The $3 million brewery will be in a new building in the museum’s Kettering Family Education Center. Carillon Brewing Co. is set to open at the end of 2013 on the 65-acre campus, joining 30 exhibit buildings and structures.
The idea was proposed at a meeting in 2006 with Brady Kress, president and CEO of Dayton History, which runs the park. “[We] laid out about 200 new initiatives that we were going to start and map out,” he recalls. “One of those was a re-creation of a 19th century brewery.”
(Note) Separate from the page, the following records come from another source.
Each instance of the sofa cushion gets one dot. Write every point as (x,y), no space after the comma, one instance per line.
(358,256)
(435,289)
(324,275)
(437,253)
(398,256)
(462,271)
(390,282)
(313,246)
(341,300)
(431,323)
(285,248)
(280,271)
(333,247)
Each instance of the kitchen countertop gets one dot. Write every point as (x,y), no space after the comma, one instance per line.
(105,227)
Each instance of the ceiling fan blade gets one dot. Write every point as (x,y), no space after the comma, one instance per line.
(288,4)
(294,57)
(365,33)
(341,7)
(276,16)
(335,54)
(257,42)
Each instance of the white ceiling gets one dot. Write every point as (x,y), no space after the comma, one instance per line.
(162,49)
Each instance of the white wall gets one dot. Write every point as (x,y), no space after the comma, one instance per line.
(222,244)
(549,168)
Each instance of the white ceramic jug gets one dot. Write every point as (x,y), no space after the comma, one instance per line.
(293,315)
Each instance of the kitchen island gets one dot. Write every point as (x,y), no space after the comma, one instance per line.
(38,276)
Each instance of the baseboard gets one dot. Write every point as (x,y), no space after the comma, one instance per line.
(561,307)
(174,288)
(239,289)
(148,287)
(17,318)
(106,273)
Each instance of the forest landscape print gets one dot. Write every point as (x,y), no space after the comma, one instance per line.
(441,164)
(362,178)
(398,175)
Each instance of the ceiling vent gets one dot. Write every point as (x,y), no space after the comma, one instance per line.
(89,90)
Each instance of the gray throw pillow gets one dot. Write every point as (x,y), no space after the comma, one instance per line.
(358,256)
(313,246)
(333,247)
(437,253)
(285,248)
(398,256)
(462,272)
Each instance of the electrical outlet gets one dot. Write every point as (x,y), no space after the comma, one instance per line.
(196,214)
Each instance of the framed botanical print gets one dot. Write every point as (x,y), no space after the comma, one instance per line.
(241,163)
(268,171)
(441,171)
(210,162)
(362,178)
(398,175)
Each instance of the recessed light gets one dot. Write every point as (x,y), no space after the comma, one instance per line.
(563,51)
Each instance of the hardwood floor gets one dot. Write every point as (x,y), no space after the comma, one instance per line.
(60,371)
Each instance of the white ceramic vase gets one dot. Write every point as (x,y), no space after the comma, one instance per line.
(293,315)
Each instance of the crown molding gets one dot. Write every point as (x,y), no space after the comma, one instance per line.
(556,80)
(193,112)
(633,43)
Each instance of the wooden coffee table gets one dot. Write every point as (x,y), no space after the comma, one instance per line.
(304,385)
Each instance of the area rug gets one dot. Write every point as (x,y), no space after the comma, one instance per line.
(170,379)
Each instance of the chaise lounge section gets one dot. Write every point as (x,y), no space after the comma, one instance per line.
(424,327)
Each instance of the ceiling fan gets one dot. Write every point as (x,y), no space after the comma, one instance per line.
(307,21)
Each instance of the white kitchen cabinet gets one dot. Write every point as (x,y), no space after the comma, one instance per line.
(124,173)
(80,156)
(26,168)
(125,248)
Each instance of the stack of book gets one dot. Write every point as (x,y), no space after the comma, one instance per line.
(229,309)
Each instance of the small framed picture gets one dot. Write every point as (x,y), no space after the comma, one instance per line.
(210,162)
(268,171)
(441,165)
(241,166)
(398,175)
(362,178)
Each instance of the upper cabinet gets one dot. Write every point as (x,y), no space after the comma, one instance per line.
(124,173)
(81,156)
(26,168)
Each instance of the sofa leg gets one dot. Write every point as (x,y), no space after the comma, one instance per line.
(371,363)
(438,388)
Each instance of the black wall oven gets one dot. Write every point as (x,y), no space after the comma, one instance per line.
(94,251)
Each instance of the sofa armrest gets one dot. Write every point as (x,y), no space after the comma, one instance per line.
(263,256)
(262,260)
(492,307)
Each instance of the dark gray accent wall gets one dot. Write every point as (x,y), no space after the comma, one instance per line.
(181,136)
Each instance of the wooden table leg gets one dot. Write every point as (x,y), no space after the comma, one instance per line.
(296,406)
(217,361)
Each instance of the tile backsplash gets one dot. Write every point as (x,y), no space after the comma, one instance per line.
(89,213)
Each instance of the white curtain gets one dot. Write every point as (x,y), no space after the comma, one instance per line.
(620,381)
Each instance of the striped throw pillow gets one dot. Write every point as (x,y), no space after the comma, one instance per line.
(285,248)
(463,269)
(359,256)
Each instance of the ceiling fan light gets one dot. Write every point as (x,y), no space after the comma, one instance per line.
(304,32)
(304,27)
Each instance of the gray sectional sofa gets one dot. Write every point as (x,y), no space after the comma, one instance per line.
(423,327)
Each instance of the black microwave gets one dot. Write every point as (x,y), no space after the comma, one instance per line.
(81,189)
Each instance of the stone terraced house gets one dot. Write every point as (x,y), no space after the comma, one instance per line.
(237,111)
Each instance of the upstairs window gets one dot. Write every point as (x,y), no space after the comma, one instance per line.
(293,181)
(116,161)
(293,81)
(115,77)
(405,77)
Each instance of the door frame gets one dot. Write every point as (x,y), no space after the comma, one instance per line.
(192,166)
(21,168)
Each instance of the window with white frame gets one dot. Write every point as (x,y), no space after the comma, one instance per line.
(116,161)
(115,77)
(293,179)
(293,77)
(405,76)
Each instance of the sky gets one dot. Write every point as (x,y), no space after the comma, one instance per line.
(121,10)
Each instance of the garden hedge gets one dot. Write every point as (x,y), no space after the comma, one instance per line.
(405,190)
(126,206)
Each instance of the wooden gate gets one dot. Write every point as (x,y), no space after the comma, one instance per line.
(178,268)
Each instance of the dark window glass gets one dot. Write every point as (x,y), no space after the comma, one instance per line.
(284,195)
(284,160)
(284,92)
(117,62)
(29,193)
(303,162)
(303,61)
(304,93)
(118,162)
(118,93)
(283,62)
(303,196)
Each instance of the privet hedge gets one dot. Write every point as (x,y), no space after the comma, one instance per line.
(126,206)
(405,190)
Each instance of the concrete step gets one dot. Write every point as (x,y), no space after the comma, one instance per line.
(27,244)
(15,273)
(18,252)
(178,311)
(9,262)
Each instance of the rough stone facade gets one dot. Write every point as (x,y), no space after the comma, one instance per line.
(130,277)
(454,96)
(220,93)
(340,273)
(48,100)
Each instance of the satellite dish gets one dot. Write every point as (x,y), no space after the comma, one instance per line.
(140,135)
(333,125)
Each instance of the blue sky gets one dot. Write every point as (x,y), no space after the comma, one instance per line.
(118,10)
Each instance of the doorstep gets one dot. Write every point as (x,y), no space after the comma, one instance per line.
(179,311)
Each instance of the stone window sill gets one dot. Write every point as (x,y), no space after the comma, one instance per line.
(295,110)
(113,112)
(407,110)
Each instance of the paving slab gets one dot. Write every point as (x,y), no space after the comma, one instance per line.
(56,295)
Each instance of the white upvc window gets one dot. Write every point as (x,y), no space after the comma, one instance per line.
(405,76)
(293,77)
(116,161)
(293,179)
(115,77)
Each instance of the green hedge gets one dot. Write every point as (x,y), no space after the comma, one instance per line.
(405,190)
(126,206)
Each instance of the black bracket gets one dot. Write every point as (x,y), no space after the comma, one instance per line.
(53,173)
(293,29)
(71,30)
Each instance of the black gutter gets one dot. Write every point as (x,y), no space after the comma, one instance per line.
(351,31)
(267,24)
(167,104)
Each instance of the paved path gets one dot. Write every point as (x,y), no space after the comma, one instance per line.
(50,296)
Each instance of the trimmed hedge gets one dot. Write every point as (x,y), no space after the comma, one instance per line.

In its heyday, Dayton and surrounding Montgomery County boasted close to two dozen breweries, wineries and distilleries. “All of them had their own stories and personalities with the individuals who started them,” Kress says. “And we wanted to create something where we could not just reproduce some product, but most importantly demonstrate the processes using period tools and techniques to teach all of our 160,000 annual visitors those 19th century stories.”
Emphasizing that brewing will be the facility’s main purpose, Kress adds, “The building that we’re constructing and designing [will be] copying architectural details from other mid-century commercial buildings built here in Dayton.”
Within the walls of the brewery, Carillon will brew a variety of styles. “Since we’re focused on the middle of the 19th century, it provides a unique opportunity for us to do both ales and lagers and talk about that transition and what that meant from a cooling standpoint, and be able to talk to all of our guests about top- and bottom-fermenting yeasts.”
Vail Miller Jr. of Heidelberg Distribution Co. provided the lead gift to get the Carillon project off the ground. “My great grandfather, Albert W. Vontz, was a brewer,” Miller explains. “When he sold his Cincinnati brewery, Old Vienna, he became the Dayton distributor for Heidelberg Brewery in Covington, Kentucky.”
Miller and Kress first discussed the idea over a few cold pints. “It was during our conversation over beers when the conversation turned to Dayton’s rich brewing history and the current reality—we don’t have any Dayton local breweries in operation,” Miller says. (That changed in 2012 with the opening of the Dayton Beer Co.) Miller decided that supporting the brewery would be a perfect way to celebrate civilization’s 10,000-plus-year infatuation with beer, not to mention Heidelberg’s 75th anniversary.
“Remaining dollars were private donations from our members and donors here at the park,” Kress says. Funds will be used to pay for everything from construction of the facility to costuming for the interpreters.
Operation of the facility will require a brewer. “We’re discussing whether it would be advantageous for us to find a current brewer or if it makes more sense to find a historic trades interpreter that can learn those processes, instead of trying to reverse engineer it,” Kress says. He and his staff are open to either option, so long as nothing is lost in the interpretation and teaching of the techniques and challenges brewers of that time faced, before the advances modern brewers enjoy today. But beyond learning the techniques, Kress wants a brewer who will help design the brewery.
“We want them to be part of the team that puts the finishing touches on the facility,” Kress says. “We’re going through the below-ground, mechanical pieces and putting the blueprints together for the structure, and we want to have somebody here for a year prior to opening, so they help lead that process in creating our 19th century brewery.”